Cet article présente la synthèse d'une série d'enquêtes réalisées en Ukraine en
1992 et 1993 sur les conséquences psychiques et sociales de l'accident de Tchernobyl,
dans le cadre du “Programme d'évaluation des conséquences de l'accident
nucléaire de Tchernobyl” de la Commission des Communautés Européennes.

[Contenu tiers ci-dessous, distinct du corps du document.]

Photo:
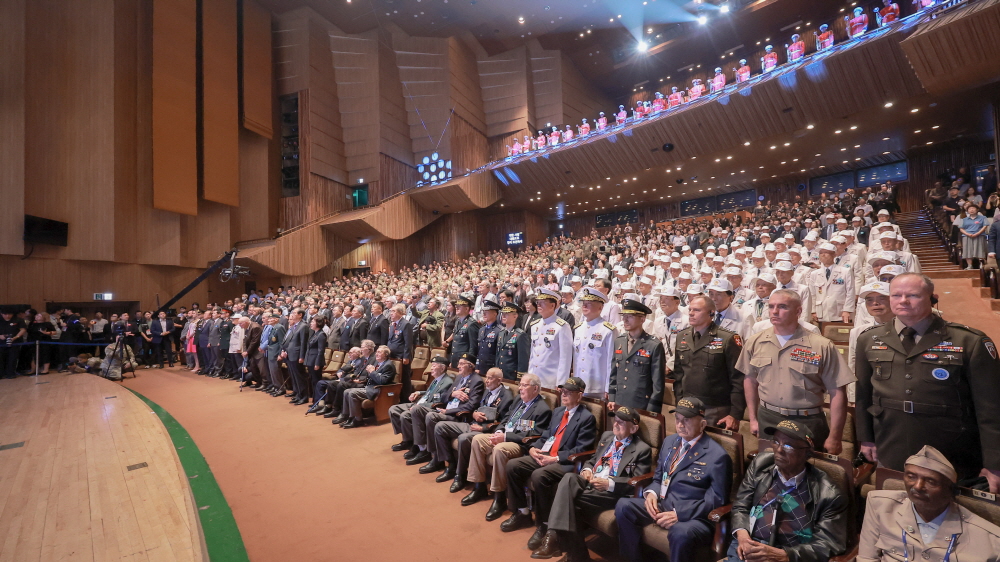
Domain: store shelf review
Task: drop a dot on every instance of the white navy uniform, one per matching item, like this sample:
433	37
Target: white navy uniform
551	350
593	344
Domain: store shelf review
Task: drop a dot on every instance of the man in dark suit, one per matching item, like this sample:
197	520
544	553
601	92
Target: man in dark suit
381	373
494	405
400	344
620	456
293	350
529	417
466	393
252	353
638	365
161	330
378	329
548	460
693	476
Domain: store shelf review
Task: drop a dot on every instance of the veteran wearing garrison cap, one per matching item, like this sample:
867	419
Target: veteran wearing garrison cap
639	363
551	342
593	343
923	522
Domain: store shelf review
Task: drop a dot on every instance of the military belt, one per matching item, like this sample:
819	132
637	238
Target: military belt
917	407
792	411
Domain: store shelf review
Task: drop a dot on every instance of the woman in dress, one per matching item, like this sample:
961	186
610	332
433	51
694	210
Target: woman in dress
973	230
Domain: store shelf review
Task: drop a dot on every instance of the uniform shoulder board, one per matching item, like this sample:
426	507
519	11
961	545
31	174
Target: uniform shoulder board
966	328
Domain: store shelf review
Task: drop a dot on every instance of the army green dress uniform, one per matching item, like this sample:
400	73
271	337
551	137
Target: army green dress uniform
513	347
465	338
944	392
793	378
637	371
705	367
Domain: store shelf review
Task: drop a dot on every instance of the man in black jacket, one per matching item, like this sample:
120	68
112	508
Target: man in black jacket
786	508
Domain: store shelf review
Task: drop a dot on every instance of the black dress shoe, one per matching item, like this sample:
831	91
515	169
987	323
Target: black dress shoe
549	547
499	507
516	521
433	466
448	474
538	537
478	493
458	485
402	445
419	458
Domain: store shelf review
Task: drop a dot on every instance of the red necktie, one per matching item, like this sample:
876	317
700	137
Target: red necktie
559	432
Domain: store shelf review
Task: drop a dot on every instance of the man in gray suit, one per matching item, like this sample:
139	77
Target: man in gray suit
293	354
337	322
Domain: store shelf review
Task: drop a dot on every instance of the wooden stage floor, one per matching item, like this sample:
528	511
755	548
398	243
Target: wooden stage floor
88	472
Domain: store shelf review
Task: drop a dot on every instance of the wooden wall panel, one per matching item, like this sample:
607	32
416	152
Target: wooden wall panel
546	81
175	155
357	73
394	129
220	103
466	95
424	72
256	83
69	122
12	114
503	79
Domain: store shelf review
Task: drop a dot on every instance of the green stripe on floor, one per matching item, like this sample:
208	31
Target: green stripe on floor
222	536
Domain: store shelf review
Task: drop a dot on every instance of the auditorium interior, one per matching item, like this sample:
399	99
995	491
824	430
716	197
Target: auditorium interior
155	154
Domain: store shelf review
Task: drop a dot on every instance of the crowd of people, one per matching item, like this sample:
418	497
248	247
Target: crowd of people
728	309
663	103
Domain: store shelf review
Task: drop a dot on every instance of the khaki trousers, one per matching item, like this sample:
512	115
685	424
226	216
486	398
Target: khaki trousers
497	455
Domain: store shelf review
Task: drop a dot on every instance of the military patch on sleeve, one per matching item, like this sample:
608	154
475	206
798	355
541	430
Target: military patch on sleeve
990	347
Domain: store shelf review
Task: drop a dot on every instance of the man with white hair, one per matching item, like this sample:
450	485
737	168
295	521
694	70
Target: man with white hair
832	287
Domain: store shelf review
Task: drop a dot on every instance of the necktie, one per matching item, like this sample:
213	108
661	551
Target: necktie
677	459
559	432
909	339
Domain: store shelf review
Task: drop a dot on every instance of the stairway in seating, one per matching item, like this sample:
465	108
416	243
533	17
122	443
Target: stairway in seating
926	243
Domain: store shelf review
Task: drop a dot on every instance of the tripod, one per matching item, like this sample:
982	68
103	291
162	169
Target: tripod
119	354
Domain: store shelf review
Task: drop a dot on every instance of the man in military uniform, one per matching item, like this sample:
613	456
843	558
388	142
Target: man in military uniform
486	355
924	521
466	335
788	369
705	366
639	364
513	345
430	324
593	343
924	381
551	342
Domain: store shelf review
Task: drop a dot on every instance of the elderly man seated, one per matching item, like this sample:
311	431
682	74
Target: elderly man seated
786	509
404	416
529	417
548	461
620	456
693	476
924	521
381	373
496	402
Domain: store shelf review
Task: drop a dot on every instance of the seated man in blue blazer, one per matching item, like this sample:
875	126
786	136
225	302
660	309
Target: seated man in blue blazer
381	373
548	460
693	476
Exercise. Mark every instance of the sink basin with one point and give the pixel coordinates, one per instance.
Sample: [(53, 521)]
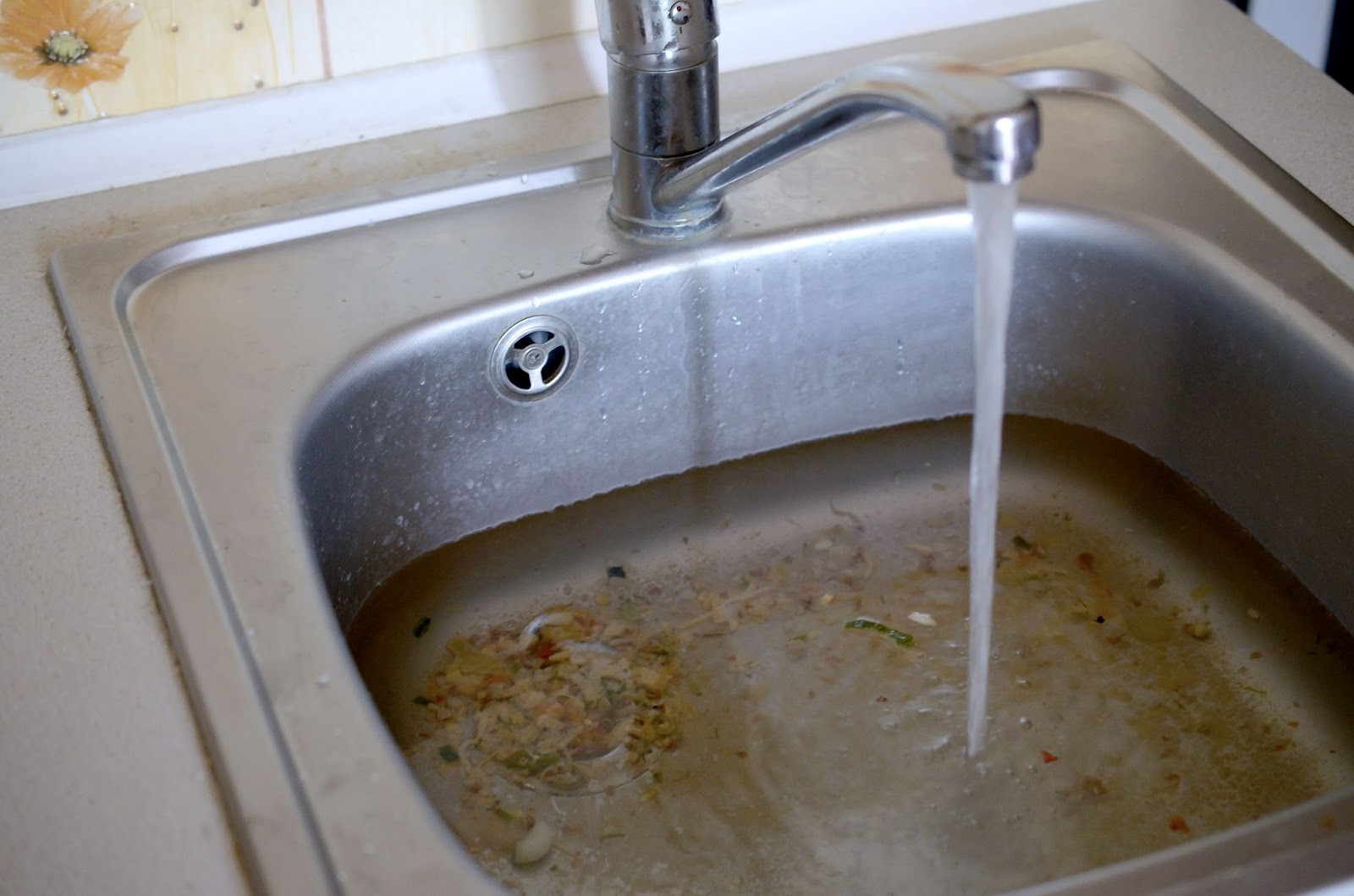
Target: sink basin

Les principaux résultats confirment la puissance de la dynamique
post-accidentelle de cet accident, après plus de sept ans. Près de 3 millions de
personnes sont directement concernées dans leur vie quotidienne par le dispositif
de gestion post-accidentelle qui est à l'origine de nombreux effets pervers aux
plans social et psychique. Au plan économique, le financement du dispositif de
gestion post-accidentelle absorbe chaque année près de 1/6 du budget de l'état
ukrainien. Au plan politique, Tchernobyl est encore un enjeu majeur pour les
différents acteurs du processus de transition institutionnel engagé depuis la disparition
du système soviétique. L'article montre la complexité systémique de la
situation rencontrée sur le terrain et présente les multiples facteurs explicatifs
(physiques, sanitaires, politiques, culturels, historiques) qui sont à l'origine de la
dynamique post-accidentelle. Une modélisation systémique des interactions
entre ces facteurs est proposée. Elle permet de mieux cerner la contribution des
différentes étapes accidentelles et post-accidentelles dans le processus qui a
conduit à la situation actuelle. Elle montre notamment les liens étroits entre les
différentes étapes de l'accident et la nécessité de prendre en compte, dès le
début d'un accident, les conséquences à moyen et long terme qui découlent de
la gestion accidentelle.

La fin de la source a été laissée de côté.